40 .775 176.8 1.757 -3.6 .002 85.3 .988 -1.0

The input s11 data shown in green shows mag 0.775 and an angle of about 177 degrees. On a smith chart this would indicate a low resistance. The magnitude of the reflection coefficient can be converted to a VSWR as (1+0.775)/(1-0.775) = VSWR = 7.89:1 VSWR. As the angle of 177degrees is close to 180degrees this is mainly resistive and the input resistance at the emitter can be crudely approximated to be about 50/7.89 = 6.33 ohms according to the s2p data at 40MHz.

The MMBTH10 was biased at 5mA when this data was taken. Classic BJT theory states that in common base the input impedance at the emitter can be approximated as 26/Ic = 26/5 = 5.2 ohms.

So this does indicate the s2p file is for the MMBTH10 in common base at 5mA Ic as the 5.2 ohms figure is close to the 6.33 ohms indicated by the s2p data.


If you look further down the s2p data to the line for 400MHz you can see there is negative resistance at port 2 (collector) because the magnitude of s22 is greater than 1 as highlighted in blue below.

400 .703 152.6 1.642 -34.4 .027 108.7 1.031 -8.8

This transistor is so keen to go unstable in common base that the only thing it needs to complete an oscillator at 400MHz is a collector inductance with a reflection coefficient that has an angle of 8.8degrees.
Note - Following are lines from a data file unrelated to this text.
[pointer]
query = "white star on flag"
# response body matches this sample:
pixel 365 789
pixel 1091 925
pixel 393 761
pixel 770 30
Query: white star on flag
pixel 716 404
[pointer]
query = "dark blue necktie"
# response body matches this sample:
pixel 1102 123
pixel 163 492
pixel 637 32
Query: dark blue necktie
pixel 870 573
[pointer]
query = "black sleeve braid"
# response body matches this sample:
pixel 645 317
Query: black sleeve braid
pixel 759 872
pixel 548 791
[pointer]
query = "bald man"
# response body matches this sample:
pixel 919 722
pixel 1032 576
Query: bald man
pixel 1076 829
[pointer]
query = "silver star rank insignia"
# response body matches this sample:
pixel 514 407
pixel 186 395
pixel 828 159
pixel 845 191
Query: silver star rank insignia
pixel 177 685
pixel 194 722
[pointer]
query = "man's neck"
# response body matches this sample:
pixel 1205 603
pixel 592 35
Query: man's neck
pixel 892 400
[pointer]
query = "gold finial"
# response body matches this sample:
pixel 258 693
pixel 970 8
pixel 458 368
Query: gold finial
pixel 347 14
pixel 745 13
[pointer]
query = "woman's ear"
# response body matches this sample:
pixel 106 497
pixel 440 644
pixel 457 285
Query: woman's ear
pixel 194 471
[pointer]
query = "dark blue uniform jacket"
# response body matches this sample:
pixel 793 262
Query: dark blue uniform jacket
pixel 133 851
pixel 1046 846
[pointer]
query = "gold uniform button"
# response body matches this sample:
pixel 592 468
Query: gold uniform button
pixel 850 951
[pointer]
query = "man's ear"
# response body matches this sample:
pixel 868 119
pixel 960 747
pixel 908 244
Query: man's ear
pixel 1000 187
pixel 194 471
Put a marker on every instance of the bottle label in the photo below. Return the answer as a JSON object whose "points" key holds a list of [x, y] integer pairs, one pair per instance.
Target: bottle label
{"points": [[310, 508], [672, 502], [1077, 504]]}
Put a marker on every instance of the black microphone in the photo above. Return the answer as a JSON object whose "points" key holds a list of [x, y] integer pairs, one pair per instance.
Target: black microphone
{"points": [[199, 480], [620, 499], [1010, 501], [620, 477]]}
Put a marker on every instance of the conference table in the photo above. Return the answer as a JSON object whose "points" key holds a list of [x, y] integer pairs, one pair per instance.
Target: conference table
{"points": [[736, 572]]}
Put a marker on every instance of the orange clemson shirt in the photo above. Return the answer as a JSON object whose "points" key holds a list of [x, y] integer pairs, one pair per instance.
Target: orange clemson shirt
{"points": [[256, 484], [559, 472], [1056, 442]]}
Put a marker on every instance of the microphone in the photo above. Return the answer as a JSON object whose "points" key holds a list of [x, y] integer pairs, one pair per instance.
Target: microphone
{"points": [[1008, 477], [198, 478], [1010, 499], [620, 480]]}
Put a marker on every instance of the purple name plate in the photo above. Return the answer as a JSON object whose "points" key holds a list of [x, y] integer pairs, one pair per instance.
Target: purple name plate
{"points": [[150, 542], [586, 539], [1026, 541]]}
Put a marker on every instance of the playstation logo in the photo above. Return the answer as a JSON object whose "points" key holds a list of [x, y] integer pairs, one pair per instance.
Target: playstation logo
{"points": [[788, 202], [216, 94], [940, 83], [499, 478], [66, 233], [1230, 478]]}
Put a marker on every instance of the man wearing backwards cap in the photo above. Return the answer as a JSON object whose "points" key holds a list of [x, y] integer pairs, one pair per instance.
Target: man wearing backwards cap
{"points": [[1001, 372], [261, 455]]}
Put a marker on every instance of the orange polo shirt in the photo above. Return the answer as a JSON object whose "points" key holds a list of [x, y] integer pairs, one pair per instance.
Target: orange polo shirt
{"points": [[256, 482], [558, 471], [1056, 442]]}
This equates to an inductance of about 260nH at 400MHz and this would need to be fitted at the collector to complete the 400MHz oscillator.

Of course, this is quite a large inductance and the really scary stuff happens up at >= 1GHz where a stray layout inductance of maybe 12-30nH at the collector can create the conditions for a parasitic oscillation at over 1GHz.

[dmowziz]

Thanks Jeremy,

Since I joined you've made me understand some things required to work at RF. Grateful.. I'm taking notes

so at 800 MHz

800 .607 134.2 1.403 -66.9 .065 105.5 1.045 -18.7

an inductance of about 59.3 nH ?



I'm waiting for parts so can do the experiments.

Please the copper clad board you used here #35
https://www.vintage-radio.net/forum/...=187177&page=2

What's the thickness please

Thanks Jeremy

[G0HZU_JMR]

I think I used 0.02" thick Rogers 4003C PCB material for the little strip section of PCB but I don't think this is critical for that 75MHz filter design.

Yes, according to the Philips s2p data 59nH would make it oscillate at 800MHz. However, I do have some old s2p data of my own that suggested only 22nH was needed for 800MHz oscillation. I'll have a go at measuring a MMBTH10 and MPSH10 again in common base on the VNA.

My old data suggested the oscillation frequency would be much lower than 800MHz with 56nH so I need to look at this again. Also that s2p data is for a Philips part and my MPSH10 devices are Nat Semi and my MMBTH10 devices are all made by OnSemi. I have several bags of them here.